FIRST ON 3: Brunswick Co. school board member Catherine Cooke defends traditional schedules during rant
BOLIVIA, NC (WWAY) — There’s still debate over Brunswick County Schools deciding to change school start times once again.
One school board member got a little heated about the decision to switch back to a traditional schedule at a recent meeting.
“I’m tired of hearing about the sleep studies,” School Board member Catherine Cooke said at a Parent Advisory Council meeting in Southport last week. “I’ll tell you that right now: If I hear about another sleep study, you don’t want to say that around me.”
Cooke has two children who attend Brunswick County schools, while another is home schooled and a fourth attends private school. She was one of the first people to bring up banning the book “The Color Purple” from classrooms.
Click here to hear the Cooke’s full rant
Last week Cooke was one of three Brunswick County School Board members to vote to switch schedules again this fall and return the district to traditional start times.
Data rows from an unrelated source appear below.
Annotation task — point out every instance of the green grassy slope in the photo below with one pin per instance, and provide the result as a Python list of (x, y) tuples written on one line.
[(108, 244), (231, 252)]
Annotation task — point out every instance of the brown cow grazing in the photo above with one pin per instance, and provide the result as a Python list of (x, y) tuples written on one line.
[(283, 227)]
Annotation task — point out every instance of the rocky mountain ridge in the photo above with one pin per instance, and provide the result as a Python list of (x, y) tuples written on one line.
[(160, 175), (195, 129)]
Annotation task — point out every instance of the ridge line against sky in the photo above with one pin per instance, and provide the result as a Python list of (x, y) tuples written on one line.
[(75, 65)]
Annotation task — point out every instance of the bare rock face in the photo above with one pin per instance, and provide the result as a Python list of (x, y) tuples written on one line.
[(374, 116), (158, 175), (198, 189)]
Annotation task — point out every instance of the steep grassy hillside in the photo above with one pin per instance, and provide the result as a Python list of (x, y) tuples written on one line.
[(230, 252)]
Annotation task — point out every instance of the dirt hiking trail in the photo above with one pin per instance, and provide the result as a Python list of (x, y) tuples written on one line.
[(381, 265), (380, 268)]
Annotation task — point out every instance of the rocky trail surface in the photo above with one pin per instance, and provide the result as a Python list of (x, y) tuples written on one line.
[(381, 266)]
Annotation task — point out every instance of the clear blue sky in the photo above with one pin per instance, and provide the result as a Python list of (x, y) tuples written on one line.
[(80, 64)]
A day later she went off during the PAC meeting.
“The people want traditional time. We’re going to do a traditional time,” she said.
But Cooke admits she and other board members did not fully understand the reversal would cost the school system more than $1.7 million in the first year alone and could cost 60 full time bus drivers their jobs.
“We did not have the full picture of what the ramifications were going to be for the bus drivers and for any other workers that were involved in the transportation,” Cooke said today.
But money was not the only target of her wrath. Cooke last week also fired off at parents complaining about dealing with changing schedules. She even took a shot at the district’s free lunch and breakfast program for needy kids.
“We’ve got free breakfast for everybody in the world,” she said. “Am I gonna be able to go to school and say, ‘Can I have free breakfast too?’ How many things… I mean are we just gonna give everybody everything? Why don’t we just let them sleep here at school, too? We can feed ’em, educate ’em, give ’em dinner, let them sleep here! Just live at the school!”
Tuesday Cooke tempered her perspective.
“If they qualify for it, that’s fine,” she said. “But it’s just gotten to be where we give everybody everything, and it’s everything on a silver platter.
Cooke says the school board does not know where it will get the money to pay for the extra transportation costs, but she says she has some ideas.